Ø The North and East Texas County Judges and Commissioners Association is comprised of 69 counties.
Ø The South Texas County Judges and Commissioners Association includes 67 counties.
Ø The West Texas County Judges and Commissioners Association serves 118 counties.
The Deep East Texas County Commissioners and County Judges Association is a sub-group of North and East Texas, made up of 15 counties from Far East Texas.
On the opposite side of the state, the Far West Texas County Judges and Commissioners Association represents the western-most counties, with a total membership of 35.
Also a part of the West Texas group, the Panhandle County Judges and Commissioners Association claims 34 member counties.
Each Regional Association and sub-group has elected officers. Though all groups work to promote good county government, some issues are more pertinent to particular groups or parts of the state, thus the divisions. For instance, many counties in the western part of the state do not have bridges to maintain. For commissioners in the eastern half of Texas, bridge repair can be a constant concern. Colonias are a significant problem for border counties in South Texas, affecting, among other things, indigent health care and education; however, colonias are not a burning issue on the High Plains.
Regional Associations are represented on the Executive Board of the State Association.
As the official publication of the County Judges and Commissioners Association of Texas, County Progresswas authorized by the organization’s constitution of 1923. The magazine covers all 254 Texas counties and is the only publication in Texas – and one of the few in the country – devoted specifically to county judges and county commissioners.
Wichita County Judge B.D. Sartin established County Progress, which published its inaugural issue in March of 1924.
After Sartin was elected district judge, he missed several months of publication during the early 1930s, and the magazine was sold to Wendell Mayes and Ruel McDaniel, who moved the publication to Brownwood.
John Blake became associated with the magazine soon after Mayes and McDaniel, and County Progress has been published every month since.
Clark Coursey was hired as editor of County Progressin 1941, a position he held until his death in 1978. Coursey bought a half-interest in the magazine in the 1940s and later purchased the entire publication.
After Coursey’s death, his wife, Melba, headed the magazine for about 18 months before turning over operations to their sons, Pat and Sam, who had been working with the magazine.
The Coursey brothers published the magazine until 1996, when it was bought by H.C. Zachry of Zachry Associates, and operations were moved to Abilene.
Julie Anderson serves as editor, and Amy Drennan manages all advertising.

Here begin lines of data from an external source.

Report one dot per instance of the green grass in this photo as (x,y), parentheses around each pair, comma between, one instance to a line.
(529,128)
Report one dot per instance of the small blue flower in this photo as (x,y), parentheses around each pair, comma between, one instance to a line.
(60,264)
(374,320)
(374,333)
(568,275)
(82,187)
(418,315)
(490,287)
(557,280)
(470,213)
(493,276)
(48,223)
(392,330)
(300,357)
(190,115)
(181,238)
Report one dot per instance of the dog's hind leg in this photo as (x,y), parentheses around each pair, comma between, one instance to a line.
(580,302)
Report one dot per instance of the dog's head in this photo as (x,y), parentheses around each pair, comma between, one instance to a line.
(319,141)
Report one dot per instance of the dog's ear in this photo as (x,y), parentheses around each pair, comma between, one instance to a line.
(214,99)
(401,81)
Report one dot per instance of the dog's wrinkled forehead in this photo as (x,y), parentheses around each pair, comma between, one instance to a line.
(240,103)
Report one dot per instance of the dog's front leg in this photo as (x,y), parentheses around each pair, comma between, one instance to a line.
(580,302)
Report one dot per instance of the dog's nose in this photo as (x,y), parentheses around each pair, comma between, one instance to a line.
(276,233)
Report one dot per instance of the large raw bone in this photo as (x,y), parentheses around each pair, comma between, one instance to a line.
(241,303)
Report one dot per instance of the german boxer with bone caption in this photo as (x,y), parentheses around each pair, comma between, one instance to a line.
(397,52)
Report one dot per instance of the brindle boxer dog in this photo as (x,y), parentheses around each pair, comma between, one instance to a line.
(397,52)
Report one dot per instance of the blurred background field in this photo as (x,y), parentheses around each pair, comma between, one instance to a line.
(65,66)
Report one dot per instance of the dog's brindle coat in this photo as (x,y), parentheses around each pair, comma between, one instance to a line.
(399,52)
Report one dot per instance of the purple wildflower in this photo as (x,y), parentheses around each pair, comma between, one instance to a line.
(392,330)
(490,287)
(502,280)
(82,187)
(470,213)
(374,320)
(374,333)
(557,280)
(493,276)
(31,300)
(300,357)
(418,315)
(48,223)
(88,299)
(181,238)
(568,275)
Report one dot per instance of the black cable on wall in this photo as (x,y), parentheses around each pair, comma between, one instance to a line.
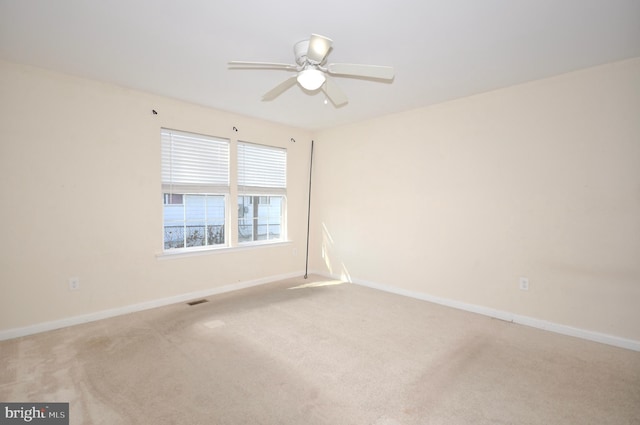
(306,267)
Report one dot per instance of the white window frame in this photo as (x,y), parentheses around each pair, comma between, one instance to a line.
(195,164)
(262,171)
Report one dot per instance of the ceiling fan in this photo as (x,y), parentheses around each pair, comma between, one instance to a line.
(314,73)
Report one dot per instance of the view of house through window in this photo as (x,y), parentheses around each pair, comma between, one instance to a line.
(198,221)
(259,218)
(196,186)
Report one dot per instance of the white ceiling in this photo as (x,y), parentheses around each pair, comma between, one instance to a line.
(441,49)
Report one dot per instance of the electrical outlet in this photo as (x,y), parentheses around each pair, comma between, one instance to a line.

Additional staff members include Becky Frost, president; Garner Roberts, writer; and Katie Kaufman, art director.
All county judges and commissioners receive a copy of County Progress each month through membership in the Association. Every legislator in Texas also receives a monthly copy.
Editorial content includes articles on current issues, continuing education information, calendar of upcoming events and educational opportunities, report from the Association’s general counsel, and a monthly column authored by the Association president. In addition, the magazine publishes resolutions passed by the State Association and each Regional Association; these resolutions serve as a valuable tool when it comes to educating both the general public and Texas lawmakers on county issues and concerns.

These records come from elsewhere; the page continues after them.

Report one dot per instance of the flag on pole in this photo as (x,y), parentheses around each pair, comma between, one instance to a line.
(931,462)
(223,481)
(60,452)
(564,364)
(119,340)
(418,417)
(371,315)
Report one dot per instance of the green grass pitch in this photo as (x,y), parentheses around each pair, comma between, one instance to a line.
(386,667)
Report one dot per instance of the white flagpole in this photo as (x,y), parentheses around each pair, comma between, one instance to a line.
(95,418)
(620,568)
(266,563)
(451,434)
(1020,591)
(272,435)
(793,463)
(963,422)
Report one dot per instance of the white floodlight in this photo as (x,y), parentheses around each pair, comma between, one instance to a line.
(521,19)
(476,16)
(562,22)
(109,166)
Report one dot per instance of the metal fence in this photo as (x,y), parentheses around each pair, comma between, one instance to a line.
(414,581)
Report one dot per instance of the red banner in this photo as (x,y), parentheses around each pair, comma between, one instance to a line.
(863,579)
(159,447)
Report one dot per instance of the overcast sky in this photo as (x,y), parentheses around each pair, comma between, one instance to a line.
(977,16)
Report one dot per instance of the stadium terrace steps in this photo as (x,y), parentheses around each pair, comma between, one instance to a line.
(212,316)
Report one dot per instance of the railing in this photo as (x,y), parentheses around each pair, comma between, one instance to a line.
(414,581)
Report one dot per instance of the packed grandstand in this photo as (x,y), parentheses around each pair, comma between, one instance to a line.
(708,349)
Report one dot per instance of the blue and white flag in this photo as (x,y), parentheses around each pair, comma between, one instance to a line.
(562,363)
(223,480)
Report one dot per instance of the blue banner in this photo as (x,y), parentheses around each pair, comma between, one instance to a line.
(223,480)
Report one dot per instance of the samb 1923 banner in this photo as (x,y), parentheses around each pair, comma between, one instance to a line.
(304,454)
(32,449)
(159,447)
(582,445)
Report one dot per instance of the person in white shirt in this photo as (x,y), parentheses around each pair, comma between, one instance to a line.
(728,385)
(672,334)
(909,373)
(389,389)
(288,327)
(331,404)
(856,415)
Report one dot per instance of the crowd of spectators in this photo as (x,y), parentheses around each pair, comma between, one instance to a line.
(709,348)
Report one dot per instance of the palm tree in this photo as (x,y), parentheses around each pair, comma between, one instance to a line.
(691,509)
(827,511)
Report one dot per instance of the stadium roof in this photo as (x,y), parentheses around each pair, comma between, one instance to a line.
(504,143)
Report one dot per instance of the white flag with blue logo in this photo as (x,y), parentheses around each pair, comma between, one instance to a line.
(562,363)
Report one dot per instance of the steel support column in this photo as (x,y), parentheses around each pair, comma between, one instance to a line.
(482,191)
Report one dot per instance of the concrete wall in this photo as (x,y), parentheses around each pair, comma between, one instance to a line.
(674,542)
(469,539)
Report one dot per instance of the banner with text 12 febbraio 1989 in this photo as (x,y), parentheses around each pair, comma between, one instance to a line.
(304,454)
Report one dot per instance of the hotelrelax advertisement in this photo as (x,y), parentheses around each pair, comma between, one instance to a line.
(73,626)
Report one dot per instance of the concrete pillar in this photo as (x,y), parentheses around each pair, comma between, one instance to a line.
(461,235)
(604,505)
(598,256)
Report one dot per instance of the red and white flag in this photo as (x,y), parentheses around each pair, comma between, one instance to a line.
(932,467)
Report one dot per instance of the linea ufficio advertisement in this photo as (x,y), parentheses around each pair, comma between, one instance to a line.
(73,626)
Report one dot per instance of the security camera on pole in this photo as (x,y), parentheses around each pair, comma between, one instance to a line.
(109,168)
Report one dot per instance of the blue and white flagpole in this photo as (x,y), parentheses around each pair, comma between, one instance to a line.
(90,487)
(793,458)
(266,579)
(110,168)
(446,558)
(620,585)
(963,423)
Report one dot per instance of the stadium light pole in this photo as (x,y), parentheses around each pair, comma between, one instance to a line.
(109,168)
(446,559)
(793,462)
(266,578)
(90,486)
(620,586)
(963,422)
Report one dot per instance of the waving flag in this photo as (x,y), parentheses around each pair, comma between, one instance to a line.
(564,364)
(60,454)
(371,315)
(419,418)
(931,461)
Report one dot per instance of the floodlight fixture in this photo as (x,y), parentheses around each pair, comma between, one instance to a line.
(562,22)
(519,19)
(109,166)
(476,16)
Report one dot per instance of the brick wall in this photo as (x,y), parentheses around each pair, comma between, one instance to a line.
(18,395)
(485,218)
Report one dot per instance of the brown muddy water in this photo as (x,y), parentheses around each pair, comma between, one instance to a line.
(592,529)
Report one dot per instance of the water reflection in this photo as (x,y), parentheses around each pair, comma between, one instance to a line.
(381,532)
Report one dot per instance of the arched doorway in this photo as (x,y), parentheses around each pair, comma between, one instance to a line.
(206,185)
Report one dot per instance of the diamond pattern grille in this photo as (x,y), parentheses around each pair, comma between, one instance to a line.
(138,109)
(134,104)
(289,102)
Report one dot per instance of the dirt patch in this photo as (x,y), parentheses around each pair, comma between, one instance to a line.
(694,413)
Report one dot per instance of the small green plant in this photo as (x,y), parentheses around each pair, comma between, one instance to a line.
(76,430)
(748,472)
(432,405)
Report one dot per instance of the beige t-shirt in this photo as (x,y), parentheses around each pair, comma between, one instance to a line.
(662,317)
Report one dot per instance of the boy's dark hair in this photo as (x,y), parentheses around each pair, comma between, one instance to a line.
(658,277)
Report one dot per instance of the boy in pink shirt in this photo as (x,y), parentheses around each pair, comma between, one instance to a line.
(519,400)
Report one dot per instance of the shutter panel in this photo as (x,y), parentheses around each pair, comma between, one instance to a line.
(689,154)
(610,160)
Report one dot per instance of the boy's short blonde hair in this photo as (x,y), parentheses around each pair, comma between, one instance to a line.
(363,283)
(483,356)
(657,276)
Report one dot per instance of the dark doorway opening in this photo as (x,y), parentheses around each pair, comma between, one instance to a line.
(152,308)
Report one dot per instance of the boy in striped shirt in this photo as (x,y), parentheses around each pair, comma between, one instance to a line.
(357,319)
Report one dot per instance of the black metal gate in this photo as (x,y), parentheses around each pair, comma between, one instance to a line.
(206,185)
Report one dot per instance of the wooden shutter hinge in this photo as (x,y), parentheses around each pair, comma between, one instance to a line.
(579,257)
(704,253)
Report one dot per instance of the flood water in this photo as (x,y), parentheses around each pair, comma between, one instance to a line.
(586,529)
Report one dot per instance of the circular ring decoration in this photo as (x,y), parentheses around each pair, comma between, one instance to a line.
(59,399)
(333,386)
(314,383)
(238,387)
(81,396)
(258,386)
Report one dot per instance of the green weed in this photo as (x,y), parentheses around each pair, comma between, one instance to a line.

For more information on County Progress, visit countyprogress.com.
County Progress also produces the Texas County Directory, a yearly reference booklet that includes the name, address and phone number of every elected county official in Texas, along with fax numbers, e-mail addresses and website information.

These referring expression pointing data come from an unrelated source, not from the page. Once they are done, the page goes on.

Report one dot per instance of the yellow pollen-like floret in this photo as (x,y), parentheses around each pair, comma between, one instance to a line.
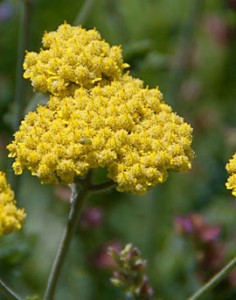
(121,126)
(231,168)
(73,57)
(11,218)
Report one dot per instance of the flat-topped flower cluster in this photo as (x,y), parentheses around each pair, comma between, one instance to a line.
(97,116)
(11,218)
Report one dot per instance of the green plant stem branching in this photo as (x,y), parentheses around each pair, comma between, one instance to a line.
(214,281)
(20,86)
(79,193)
(23,42)
(7,292)
(84,12)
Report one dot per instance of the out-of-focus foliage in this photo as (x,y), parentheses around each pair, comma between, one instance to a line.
(188,49)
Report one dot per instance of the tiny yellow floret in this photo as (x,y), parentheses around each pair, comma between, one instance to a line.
(73,57)
(97,116)
(231,168)
(11,218)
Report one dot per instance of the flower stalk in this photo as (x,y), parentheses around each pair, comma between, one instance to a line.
(214,280)
(79,193)
(77,201)
(5,290)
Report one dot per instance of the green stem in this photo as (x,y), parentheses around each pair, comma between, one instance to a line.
(23,42)
(214,281)
(7,292)
(77,201)
(20,87)
(84,12)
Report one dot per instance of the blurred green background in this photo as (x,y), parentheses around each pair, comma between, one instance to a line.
(188,49)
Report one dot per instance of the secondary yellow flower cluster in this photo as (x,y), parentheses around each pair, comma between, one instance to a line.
(231,168)
(73,57)
(96,118)
(11,218)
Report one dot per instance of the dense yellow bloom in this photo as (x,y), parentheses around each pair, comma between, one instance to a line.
(11,218)
(121,126)
(231,168)
(73,57)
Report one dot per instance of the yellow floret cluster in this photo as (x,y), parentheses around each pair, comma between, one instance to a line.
(73,57)
(109,120)
(11,218)
(231,168)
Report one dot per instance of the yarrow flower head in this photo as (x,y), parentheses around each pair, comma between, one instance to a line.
(11,218)
(231,168)
(73,57)
(117,123)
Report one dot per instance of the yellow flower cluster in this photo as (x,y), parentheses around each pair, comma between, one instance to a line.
(231,168)
(11,218)
(109,120)
(73,57)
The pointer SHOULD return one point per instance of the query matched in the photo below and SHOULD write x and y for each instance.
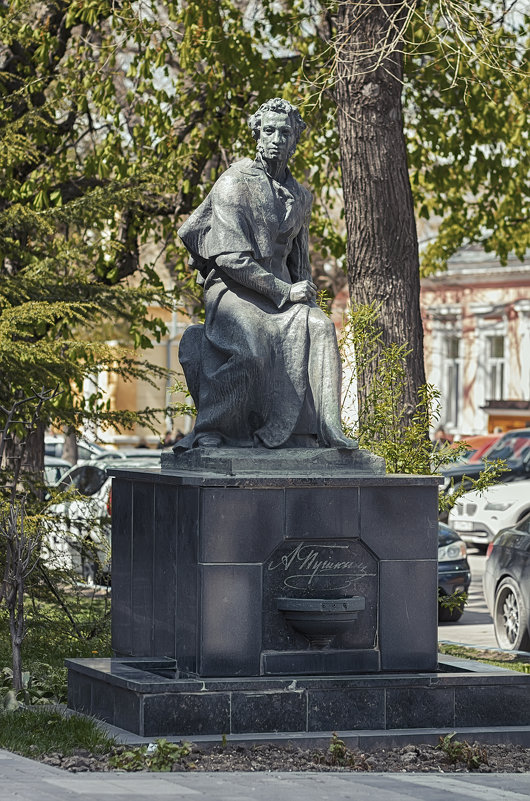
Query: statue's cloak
(259, 368)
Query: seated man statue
(264, 369)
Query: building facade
(477, 342)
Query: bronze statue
(264, 369)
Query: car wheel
(449, 615)
(510, 617)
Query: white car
(79, 531)
(478, 516)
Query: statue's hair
(282, 106)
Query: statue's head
(277, 113)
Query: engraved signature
(310, 564)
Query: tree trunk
(383, 264)
(70, 446)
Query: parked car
(513, 447)
(454, 575)
(479, 515)
(79, 538)
(54, 469)
(506, 583)
(54, 444)
(479, 447)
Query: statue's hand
(302, 291)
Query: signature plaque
(328, 569)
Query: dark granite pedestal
(204, 565)
(144, 696)
(279, 603)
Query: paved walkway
(25, 780)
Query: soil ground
(454, 756)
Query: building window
(495, 367)
(452, 379)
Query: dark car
(513, 447)
(506, 583)
(454, 575)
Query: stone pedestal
(204, 566)
(296, 603)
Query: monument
(271, 577)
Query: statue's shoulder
(234, 179)
(300, 190)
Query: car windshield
(511, 447)
(86, 479)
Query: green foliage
(473, 756)
(489, 656)
(159, 756)
(384, 424)
(37, 731)
(339, 755)
(45, 685)
(467, 117)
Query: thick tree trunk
(382, 253)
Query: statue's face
(277, 139)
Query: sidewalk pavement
(23, 779)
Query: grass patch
(496, 658)
(51, 637)
(37, 731)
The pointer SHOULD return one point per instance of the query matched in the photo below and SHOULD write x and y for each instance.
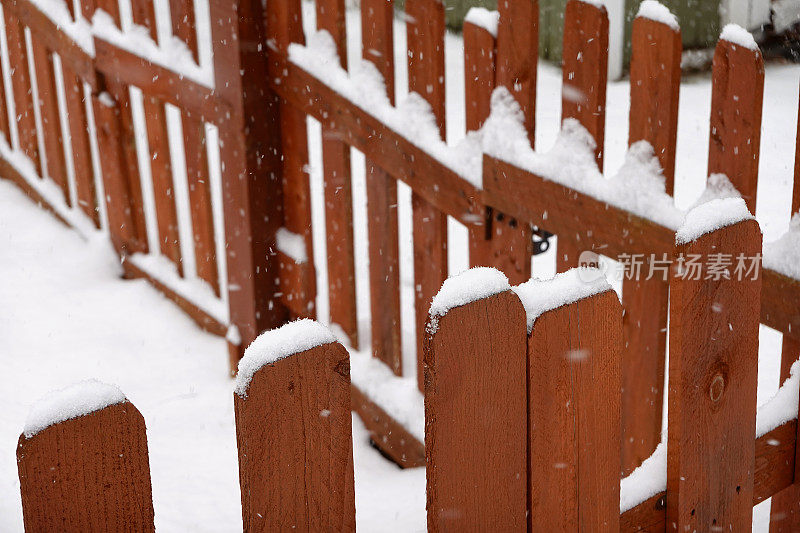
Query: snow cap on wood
(274, 345)
(733, 33)
(74, 401)
(711, 216)
(539, 296)
(658, 12)
(471, 285)
(484, 18)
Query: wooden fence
(252, 91)
(522, 417)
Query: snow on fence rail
(244, 79)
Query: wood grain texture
(55, 40)
(181, 13)
(497, 241)
(125, 68)
(285, 26)
(585, 69)
(425, 26)
(294, 436)
(155, 116)
(774, 472)
(22, 90)
(475, 417)
(88, 474)
(429, 178)
(338, 195)
(713, 374)
(82, 164)
(123, 191)
(517, 55)
(199, 185)
(377, 35)
(646, 303)
(737, 94)
(251, 169)
(386, 433)
(655, 91)
(49, 111)
(143, 12)
(574, 364)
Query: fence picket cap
(540, 296)
(272, 346)
(711, 216)
(469, 286)
(74, 401)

The directory is published every January and includes updates from the November elections.
For the past 27 years, the Association has retained a general counsel to expand its efforts to support strong county government. Jim Allison of Allison, Bass & Associates, L.L.P., in Austin fulfills this role.
As a former county attorney and assistant attorney general, Allison understands county government from firsthand experience. The primary purpose of his work is to increase the effectiveness of the Association in the legislative process. With a permanent staff to monitor legislative issues, the Association has earned recognition as an advocate for commissioners courts and county government.
Allison’s services also include free e-mail and telephone consultation, legal briefs, and organizational matters, such as preparing and revising contracts and other legal documents and making presentations at education conferences.
The general counsel also provides administrative support for continuing education transcripts and informational services through monthly columns in County Progress.